Saturday, March 17, 2018

Recent Readings: A Return to the Troubles

Despite my recent inclination toward theology works, there's nothing like a good mystery novel to send a different sort of breeze rushing through your mind. I'm developing an affinity for crime fiction set in Northern Ireland. Writers such as Brian McGilloway and Stuart Neville (mentioned previously) are engaging in their tales of Ulster crime of today, but I was looking for something that would take me back to the days of the IRA, the Shankill Butchers, the Falls Road, the Maze Prison...in short, I wanted to vicariously live in that daunting period known as the Troubles.

Adrian McKinty takes one back to those days through his Detective Sean Duffy novels, beginning with The Cold, Cold Ground. Weaving in historical events with Belfast police procedural matters, McKinty takes the reader through the hunger strikes of the Maze Prison, the death of Bobby Sands, the news-arresting moment of when John Paul II was shot, and so on. The acrid smell of paramilitary bombs and the smacking of rubber bullets make this tale one that is felt as well as read.

Sean Duffy is assigned to a case north of Belfast in Carrickfergus, where he lives as the sole Catholic on a street full of diehard Protestants, sticking out like a cranberry on a bed of shredded coconut. Called to investigate a murder, Duffy soon discovers that they could have a serial killer on the loose targeting gay men. Complicating this matter are several realities: (a) Duffy, as a Catholic cop, has detractors on both sides of a red-hot divide, (b) the first murder victim is an IRA heavy player who had been noticed discussing business with the enemy days before, and (c) homosexuality is still illegal in Northern Ireland in 1981. An additional wrinkle ensues with other deaths, one of a young lady's suicide in which Duffy suspects there is more to the story.

Threaded through the story are Duffy's impulsive nature (what story wouldn't be complete without a gumshoe's brashness?), his love of classical music, and a developing yet conflicted romance with a lovely medical examiner.

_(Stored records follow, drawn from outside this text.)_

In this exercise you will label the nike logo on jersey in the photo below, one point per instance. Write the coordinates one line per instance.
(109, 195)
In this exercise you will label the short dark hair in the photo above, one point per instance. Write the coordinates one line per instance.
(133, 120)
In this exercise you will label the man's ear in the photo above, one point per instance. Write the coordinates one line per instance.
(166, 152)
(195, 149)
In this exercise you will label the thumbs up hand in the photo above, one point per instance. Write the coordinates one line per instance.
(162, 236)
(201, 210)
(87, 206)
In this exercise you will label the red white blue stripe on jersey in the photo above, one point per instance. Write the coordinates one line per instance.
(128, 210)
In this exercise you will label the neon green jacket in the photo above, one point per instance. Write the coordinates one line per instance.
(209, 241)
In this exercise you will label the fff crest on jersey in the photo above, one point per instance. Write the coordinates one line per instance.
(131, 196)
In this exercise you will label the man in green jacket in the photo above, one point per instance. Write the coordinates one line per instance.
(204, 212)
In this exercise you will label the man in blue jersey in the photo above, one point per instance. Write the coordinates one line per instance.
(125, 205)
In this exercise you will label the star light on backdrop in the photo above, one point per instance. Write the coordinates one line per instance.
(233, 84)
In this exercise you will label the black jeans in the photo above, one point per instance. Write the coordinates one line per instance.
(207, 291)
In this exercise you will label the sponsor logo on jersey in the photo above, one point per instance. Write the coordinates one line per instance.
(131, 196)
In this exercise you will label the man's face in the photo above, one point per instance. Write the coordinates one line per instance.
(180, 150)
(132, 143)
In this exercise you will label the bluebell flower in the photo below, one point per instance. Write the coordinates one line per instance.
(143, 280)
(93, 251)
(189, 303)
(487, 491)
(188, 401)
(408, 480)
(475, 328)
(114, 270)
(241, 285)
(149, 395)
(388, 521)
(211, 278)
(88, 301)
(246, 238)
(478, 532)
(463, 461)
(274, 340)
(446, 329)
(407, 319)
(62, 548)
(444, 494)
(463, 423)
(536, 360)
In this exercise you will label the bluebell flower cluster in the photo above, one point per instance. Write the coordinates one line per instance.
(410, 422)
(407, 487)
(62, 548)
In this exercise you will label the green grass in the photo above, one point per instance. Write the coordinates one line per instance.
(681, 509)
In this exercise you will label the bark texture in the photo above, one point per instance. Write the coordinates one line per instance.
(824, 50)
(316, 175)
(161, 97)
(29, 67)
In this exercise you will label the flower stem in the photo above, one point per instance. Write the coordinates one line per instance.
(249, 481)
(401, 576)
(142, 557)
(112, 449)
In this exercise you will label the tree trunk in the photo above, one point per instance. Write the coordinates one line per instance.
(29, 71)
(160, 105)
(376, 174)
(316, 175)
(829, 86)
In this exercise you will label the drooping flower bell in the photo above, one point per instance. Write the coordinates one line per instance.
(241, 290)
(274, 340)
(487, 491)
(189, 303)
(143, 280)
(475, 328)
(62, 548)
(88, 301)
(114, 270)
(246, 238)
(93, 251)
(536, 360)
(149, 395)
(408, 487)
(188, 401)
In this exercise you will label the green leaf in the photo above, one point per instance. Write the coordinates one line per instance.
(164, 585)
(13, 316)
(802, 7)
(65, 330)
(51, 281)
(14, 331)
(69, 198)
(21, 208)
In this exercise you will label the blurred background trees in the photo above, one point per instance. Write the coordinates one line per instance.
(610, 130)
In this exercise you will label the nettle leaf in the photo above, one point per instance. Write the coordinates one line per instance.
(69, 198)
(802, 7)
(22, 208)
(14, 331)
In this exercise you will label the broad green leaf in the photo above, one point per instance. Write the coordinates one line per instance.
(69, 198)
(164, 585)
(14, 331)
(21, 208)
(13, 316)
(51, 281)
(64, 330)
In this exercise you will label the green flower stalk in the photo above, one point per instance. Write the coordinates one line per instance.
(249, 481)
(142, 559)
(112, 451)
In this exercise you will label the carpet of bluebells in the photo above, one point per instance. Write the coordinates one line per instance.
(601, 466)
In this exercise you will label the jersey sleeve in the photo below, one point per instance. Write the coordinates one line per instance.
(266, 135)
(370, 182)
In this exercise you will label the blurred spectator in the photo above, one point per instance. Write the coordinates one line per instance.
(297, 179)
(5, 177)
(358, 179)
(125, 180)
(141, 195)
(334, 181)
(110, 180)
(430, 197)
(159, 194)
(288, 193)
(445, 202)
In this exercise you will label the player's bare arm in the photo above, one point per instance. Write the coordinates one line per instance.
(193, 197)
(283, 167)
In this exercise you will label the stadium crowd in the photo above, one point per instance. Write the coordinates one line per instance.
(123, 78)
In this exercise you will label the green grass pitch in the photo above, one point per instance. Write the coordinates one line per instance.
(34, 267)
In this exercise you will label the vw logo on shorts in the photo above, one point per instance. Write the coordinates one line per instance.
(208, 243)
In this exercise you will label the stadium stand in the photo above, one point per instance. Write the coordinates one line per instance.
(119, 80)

Pulsing in the background is the wonderment of how much everyone knows, and who might be working for the other side on the sly. With Northern Ireland as a part of the United Kingdom, the question of how deeply involved British intelligence might be is an open one. McKinty also moves the story through an expert understanding of detective and forensic knowledge. The reader doesn't lack for explanation but McKinty never lets the story bog down.

Needless to say, this is a gritty, edgy display of Belfast crime fiction. Readers who cut their teeth on Anne of Green Gables and have a preference for Jane Austen might have an adjustment curve. The occasional gratuitous sex and violence are woven into the tapestry of McKinty's work, to the point where I had some issues, especially with Duffy's impulsive dalliances. The Irish-dialect f-bombs and the like splash throughout the ordinary conversations. But as far as the language goes, these are Ulster coppers, it is Belfast, and it's 1981. Do the math. To beg for a spray-starch clean read is to groan for a lack of realism from that most brutal of historical periods. In short, this is a story that asks a lot from its readers, and that causes me to respect the author for that. For my part, I'm determined to make my way through the sequels in this trilogy later this year.